LEGAL advice regarding farm rates across the Horsham Rural City municipality has provided conflicting guidance.
Horsham council and the Victorian Farmers Federation both sought legal advice after debate around the council’s proposed 11.8 per cent rate rise for farmers.
That proposal, among the features of the council’s latest Budget, was approved at a meeting on June 25 but councillors David Grimble and John Robinson continue to question the decision.
The legal advice to the council said it would defy the Local Government Act and could face legal action if the council chose to rework its Budget after the submission process, without community consultation.
Meanwhile, the legal advice to the farmer’s federation said the council could resubmit its Budget to the state government and there was the process that allowed them to do so after the cut-off date of June 30.
Crs Grimble and Robinson put forward two separate motions, at the council’s latest meeting on Monday, calling to adjust the Budget.
The pair said their motions would achieve an even rate distribution across the municipality that was fair and equitable. Both motions were defeated.
The motions came in response to a petition from Wimmera farmers calling on the council to adjust the rating differential to ensure each rateable category shared the rate burden.
Farmers packed the gallery at Monday night’s meeting and were vocal – and subsequently warned – in response to councillor comments.
The council’s corporate services director Graeme Harrison recommended the council note the legal advice and defer any amendment to the rating structure to next year’s Budget.
He said the council should note the impact that farm valuations had on rates and reaffirm its commitment to undertaking a detailed review of its rates strategy prior to the 2019-20 Budget.
Cr Grimble read an email from farmer’s federation president David Jochinke to the council, which discussed the legal advice from HWL Ebsworth Lawyers.
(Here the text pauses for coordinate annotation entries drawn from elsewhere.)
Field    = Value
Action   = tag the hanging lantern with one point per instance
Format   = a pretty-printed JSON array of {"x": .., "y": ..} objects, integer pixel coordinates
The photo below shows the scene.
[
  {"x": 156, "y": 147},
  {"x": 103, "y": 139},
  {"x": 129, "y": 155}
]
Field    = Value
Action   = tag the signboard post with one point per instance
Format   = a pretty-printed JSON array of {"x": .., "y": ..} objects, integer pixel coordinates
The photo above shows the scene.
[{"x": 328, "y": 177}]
Cr Grimble said the contradictory legal advice showed the advice was an opinion and was subjective. He said the council had the capacity to address the unfair and inequitable rate distribution.
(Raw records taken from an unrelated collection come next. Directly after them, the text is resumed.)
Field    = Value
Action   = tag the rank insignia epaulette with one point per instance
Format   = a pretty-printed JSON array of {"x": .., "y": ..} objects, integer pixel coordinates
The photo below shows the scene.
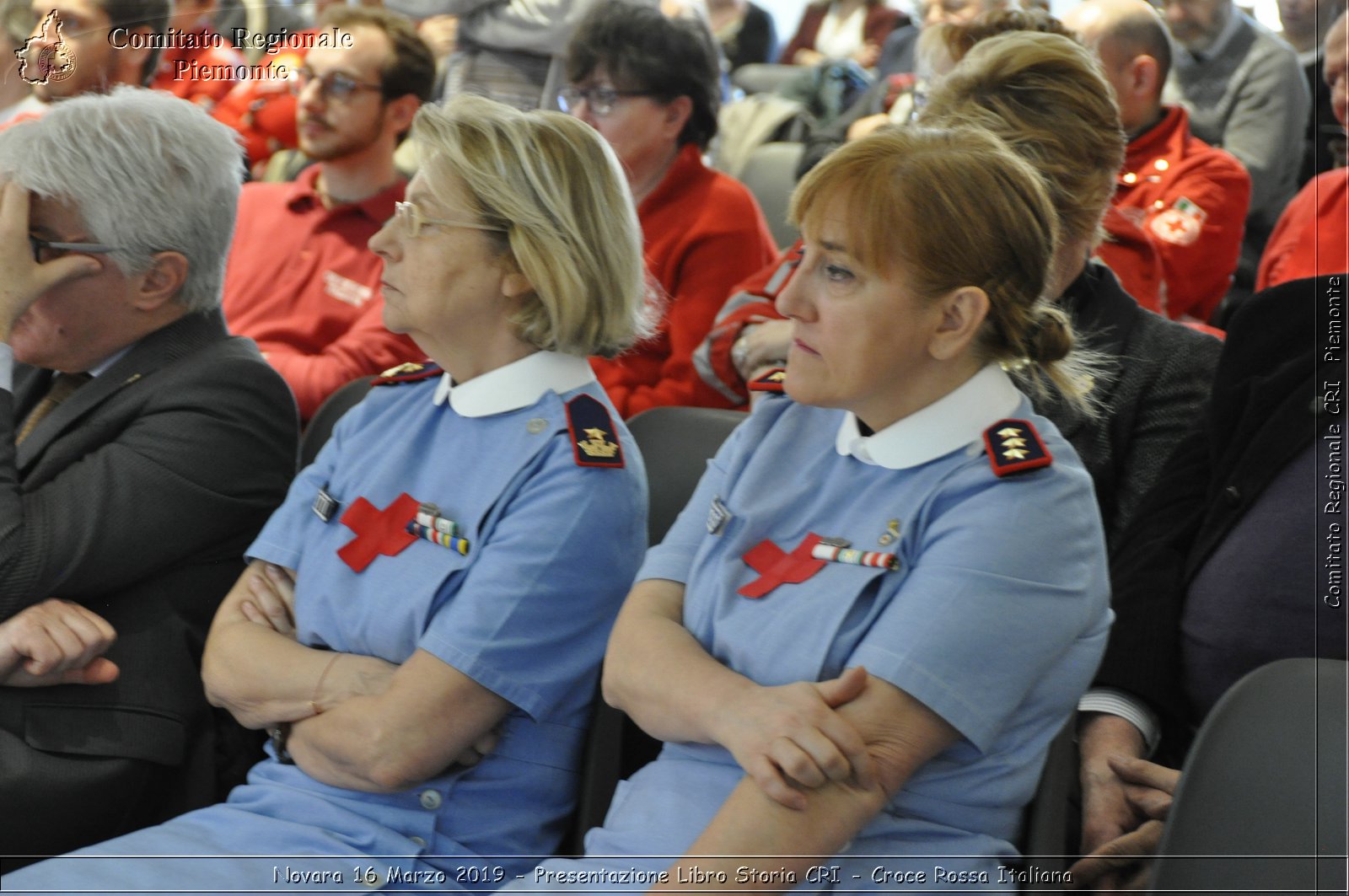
[
  {"x": 406, "y": 373},
  {"x": 772, "y": 381},
  {"x": 594, "y": 442},
  {"x": 1015, "y": 447}
]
“It disappoints me that council did not exercise its political will and might to do that,” he said.
“Instead we have fallen behind some very light legal advice and we have not debated the issue in a way that is satisfactory.”
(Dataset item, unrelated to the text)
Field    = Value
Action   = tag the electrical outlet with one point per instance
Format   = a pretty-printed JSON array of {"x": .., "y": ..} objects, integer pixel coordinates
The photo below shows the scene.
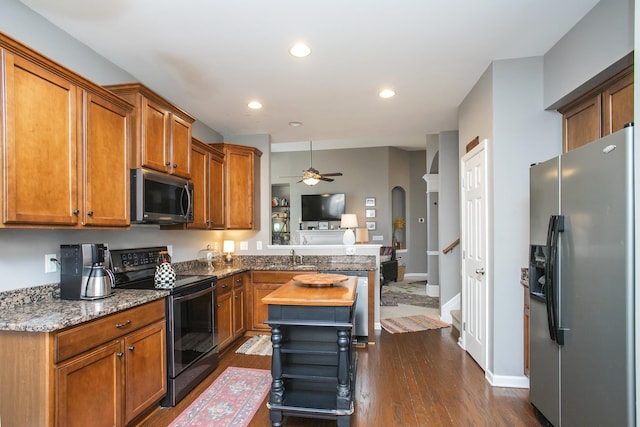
[{"x": 50, "y": 266}]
He said this was the first Budget he has failed to accept during his time as a councillor because it was “grossly” unfair and unsustainable.
“Behind the principles of natural justice and all the principles of fairness, I cannot accept the resolution of council. I understand council made a decision and I accept that, but I do not support that,” he said.
Cr Robinson said the adopted rating strategy was “unfair and unreasonable”.
“Council is standing behind legal advice and saying there’s nothing we can do, but the legal advice is around changing the rate differentials and Cr Grimble or myself aren’t proposing to change the differentials,” he said.
Cr Mark Radford said a “one-size fits all” approach was not fair and was “ridiculous” when there was a wide variation in the property valuations for the farming and residential sectors.
He said to make changes outside the budgetary process was not good governance.
Cr Les Power said changes would come in 12 months’ time when the council could sit down and work through the process. He said councillors did not need to make a quick, assertive decision at that meeting.
“The last two weeks has been a shambles,” he said. “A decision was made on June 25 as a council. It was voted on by seven councillors and it was carried.”
Cr Power said Crs Grimble and Robinson were fighting for 10 per cent of the population but he was there for everyone.
Crs Grimble and Robinson called a point of order to Cr Power’s statement.
Cr Grimble said the comment was “naive” and “inappropriate”.